Il existe un document qui résume ses « douze propositions » dans lequel elle préconise qu’il faut harmoniser les relations entre belles-sœurs, organiser des funérailles publiques pour les femmes sans-abri, prendre soin des veuves, organiser des centres de soins pour femmes, des hospices pour vieilles femmes, des maisons pour les jeunes filles et des temples pour les nonnes vouées à la chasteté. Elle a augmenté à trois ans la période de deuil pour rendre hommage à la mort de la mère, pour la rendre égale à celle du père. Elle fit baisser les impôts pour encourager le travail agraire des hommes et la sériciculture des femmes, et a proscrit les corvées. Elle a aussi diminuer l’importance de l’armée, pour la garder seulement comme un moyen d’« éducation morale » pour le peuple. Elle favorisa une plus libre expression des critiques, dit-on dans le but de mieux repérer ses contestataires, mais qui se trouve dans la tête de Wu Zetian pour savoir si ce n’est pas simplement un appel à la liberté d’expression…
Nous sommes alors au premier siècle de notre ère, je le rappelle ! Ne pouvons-nous voir la lumière de cet esprit féminin ?

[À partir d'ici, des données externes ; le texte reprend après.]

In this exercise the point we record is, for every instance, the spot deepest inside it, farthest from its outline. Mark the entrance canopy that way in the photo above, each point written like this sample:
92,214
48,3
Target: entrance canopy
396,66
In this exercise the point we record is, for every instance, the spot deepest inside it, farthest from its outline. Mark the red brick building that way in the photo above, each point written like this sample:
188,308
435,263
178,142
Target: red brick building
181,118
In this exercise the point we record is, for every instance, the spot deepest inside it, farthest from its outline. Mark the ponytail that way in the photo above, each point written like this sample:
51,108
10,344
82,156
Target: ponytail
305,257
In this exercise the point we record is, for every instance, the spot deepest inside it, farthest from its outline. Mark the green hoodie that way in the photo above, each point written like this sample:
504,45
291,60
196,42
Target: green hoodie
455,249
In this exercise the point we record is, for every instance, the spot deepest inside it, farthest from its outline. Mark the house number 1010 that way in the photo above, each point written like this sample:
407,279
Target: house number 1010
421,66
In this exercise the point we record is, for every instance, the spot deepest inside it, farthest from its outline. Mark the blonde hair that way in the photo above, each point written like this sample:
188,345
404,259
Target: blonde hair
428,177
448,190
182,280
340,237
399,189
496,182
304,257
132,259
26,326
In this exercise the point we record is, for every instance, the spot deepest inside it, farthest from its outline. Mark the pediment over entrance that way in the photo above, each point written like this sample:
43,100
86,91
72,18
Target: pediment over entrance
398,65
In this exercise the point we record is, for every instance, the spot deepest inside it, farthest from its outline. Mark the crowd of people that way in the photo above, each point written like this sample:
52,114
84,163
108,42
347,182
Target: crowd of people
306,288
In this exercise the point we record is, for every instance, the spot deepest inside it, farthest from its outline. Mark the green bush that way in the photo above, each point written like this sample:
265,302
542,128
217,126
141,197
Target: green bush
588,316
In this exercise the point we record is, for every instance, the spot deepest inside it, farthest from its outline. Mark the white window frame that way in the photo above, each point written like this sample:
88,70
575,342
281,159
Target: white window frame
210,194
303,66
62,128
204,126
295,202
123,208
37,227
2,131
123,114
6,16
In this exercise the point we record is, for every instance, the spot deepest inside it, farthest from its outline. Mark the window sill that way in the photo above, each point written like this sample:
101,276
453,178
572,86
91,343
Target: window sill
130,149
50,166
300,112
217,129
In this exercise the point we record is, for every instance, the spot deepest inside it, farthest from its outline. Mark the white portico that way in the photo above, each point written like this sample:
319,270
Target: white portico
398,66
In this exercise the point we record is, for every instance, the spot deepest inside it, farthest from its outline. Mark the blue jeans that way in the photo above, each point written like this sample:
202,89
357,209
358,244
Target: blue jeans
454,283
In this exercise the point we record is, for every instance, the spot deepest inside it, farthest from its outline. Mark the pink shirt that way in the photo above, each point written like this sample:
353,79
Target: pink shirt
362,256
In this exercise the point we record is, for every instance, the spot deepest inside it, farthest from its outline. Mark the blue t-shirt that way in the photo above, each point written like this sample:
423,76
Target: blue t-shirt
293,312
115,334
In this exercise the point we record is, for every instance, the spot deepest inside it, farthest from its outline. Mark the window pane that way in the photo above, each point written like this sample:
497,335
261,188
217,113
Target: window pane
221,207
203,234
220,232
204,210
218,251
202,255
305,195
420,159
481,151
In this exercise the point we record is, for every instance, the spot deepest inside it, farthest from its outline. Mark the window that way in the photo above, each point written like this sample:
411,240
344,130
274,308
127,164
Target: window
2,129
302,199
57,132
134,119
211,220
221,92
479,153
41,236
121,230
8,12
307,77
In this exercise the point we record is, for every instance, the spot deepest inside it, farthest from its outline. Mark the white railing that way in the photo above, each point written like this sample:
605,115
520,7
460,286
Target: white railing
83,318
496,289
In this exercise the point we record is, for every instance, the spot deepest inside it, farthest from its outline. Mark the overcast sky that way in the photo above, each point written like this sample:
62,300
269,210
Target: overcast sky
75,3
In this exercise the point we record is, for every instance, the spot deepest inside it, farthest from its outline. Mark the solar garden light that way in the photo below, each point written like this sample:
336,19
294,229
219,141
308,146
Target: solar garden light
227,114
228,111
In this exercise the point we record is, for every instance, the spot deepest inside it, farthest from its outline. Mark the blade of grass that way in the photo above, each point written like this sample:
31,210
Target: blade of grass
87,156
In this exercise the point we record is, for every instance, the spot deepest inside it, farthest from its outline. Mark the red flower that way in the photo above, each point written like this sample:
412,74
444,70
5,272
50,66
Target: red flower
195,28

https://www.youtube.com/watch?v=tXRhhrHuOpo
Wu Zetian la diabolique ? Pas plus qu’une République romaine qui en 71 AEC crucifia 6 000 esclaves rebelles le long de la voie Appienne. Pas plus qu’un Napoléon semant la terreur dans toute l’Europe… Un Homme dans le même cas est un Grand Homme, une femme est Diabolique, et quand elle dédie son règne à la paix, aux bien-être et à la douceur de vivre, on ne retient d’elle que ses mascarades, ses histoires de cœur, ou bien, tout simplement comme certains égyptiens martelaient les stèles à oublier, nous ne les marquons pas dans nos livres d’histoire…
[1] Irène Frain, L’Inimitable, Poche, 1999.
[2] Michèle Cazenave, La Putain des Dieux, éditions du Rocher. 1994.
[3] 70 000 selon Tacite à 80 000 selon Dion Cassius.
[4] Philippe Borgeaud, La Mère des dieux: de Cybèle à la Vierge Marie, Éditions du Seuil, 1996.